Broadly speaking, cheating is not tolerated in professional sports.
An NFL team has been put under investigation this season for allegedly using a banned "sticky" substance. The latest bout of deception in the cricket world has ended with a high-profile court case. Even in the realm of Forumula 1 motorsport, where teams strive to use every trick in the book to gain a competitive advantage, Ferrari were widely condemned for illegally spying on a rival.
If cheating is so widely chastised, why is it that the world's most popular sport is rife with diving? Why has this form of cheating become an acceptable part of the fabric of the game?
This week, we have witnessed two high profile examples of simulation. During Juventus' 1-0 win at Palermo, Leonardo Bonucci went down in comical fashion in a one-on-one situation with the goalkeeper. He earned a yellow card for his troubles and, following the incident, the defender sheepishly tweeted an apology, claiming his deliberate attempt to fool the referee was "a bad example."
Arsenal's Santi Cazorla, however, showed no remorse for his controversial dive against West Brom over the weekend. The Spaniard took a dramatic tumble after a challenge from Albion's Steven Reid, winning a penalty for his duplicitous act.
The Daily Mail assert that Cazorla will make no apology for his actions, citing comments made to the Daily Telegraph two months ago about his attitude to diving:
"Sometimes you dive and yet it's not something that should be a big controversy.
"It's something that happens in football.
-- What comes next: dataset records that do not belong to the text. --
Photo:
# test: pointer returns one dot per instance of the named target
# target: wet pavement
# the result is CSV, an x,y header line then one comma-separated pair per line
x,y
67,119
Sometimes you're thinking: 'Will they touch me or won't they touch me?' You go over and then realise they haven't touched you. It just happens."
Diving is cheating. It is the act of trying to convince an official that a foul was committed when there has been no infraction. What does it say about the state of the game when the top players will openly admit that this is something they are happy to do on a regular basis?
Of course, diving is by no means a recent phenomenon in the Premier League. When Jürgen Klinsmann arrived at Tottenham in 1994, he brought with him a famous goal celebration that referenced his reputation as a diver. Fellow Tottenham hero David Ginola was comfortable to admit that his simulation theatrics were in the interest of winning.
But why is diving different from a deliberate handball? Or kicking an opponent behind the referee's back? They are both ways to gain an advantage by deceiving the official, and they should all be reprimanded appropriately.
With this in mind, it is time for the English FA to introduce new rules to punish and make an example of those who dive.
Since simulation is not part of FIFA's rules of the game, the FA are at liberty to introduce their own regulations to curb cheating. Gordon Taylor, the chief of the Players' Football Association (PFA), believes video technology should be implemented to give retroactive punishments to divers.
Following Cazorlagate, Taylor told Sky Sports News this week:
"I think it's going to be inevitable that if technology comes in for goalline decisions and penalty decisions, then it will help in [diving] situations. Other sports move on and use technology and do all they can to be as successful as football, so we've got to keep at that cutting edge."
If a player is suspected of diving, the referee (or an FA representative) should be allowed to review video evidence after the game and issue a punishment.
Arsene Wenger––who did not comment on whether Cazorla had dived––has suggested that an obvious flop should be punished with a three-match ban.
Such a lengthy ban may seem excessive, but if the FA want to truly eradicate diving, it will surely act as a deterrent.
Diving is also an issue that FIFA should take a tougher stance on. Surely it is remiss of an organisation that prides itself on the spirit of Fair Play to not issue guidelines to governing bodies for dealing with what is an epidemic of global football.
Santi Cazorla is by no means the first player to deceive a referee and should not be specifically targeted for anti-diving malice. But his laissez-faire attitude towards simulation shows that the FA needs to take action to change the culture of routinely hoodwinking officials.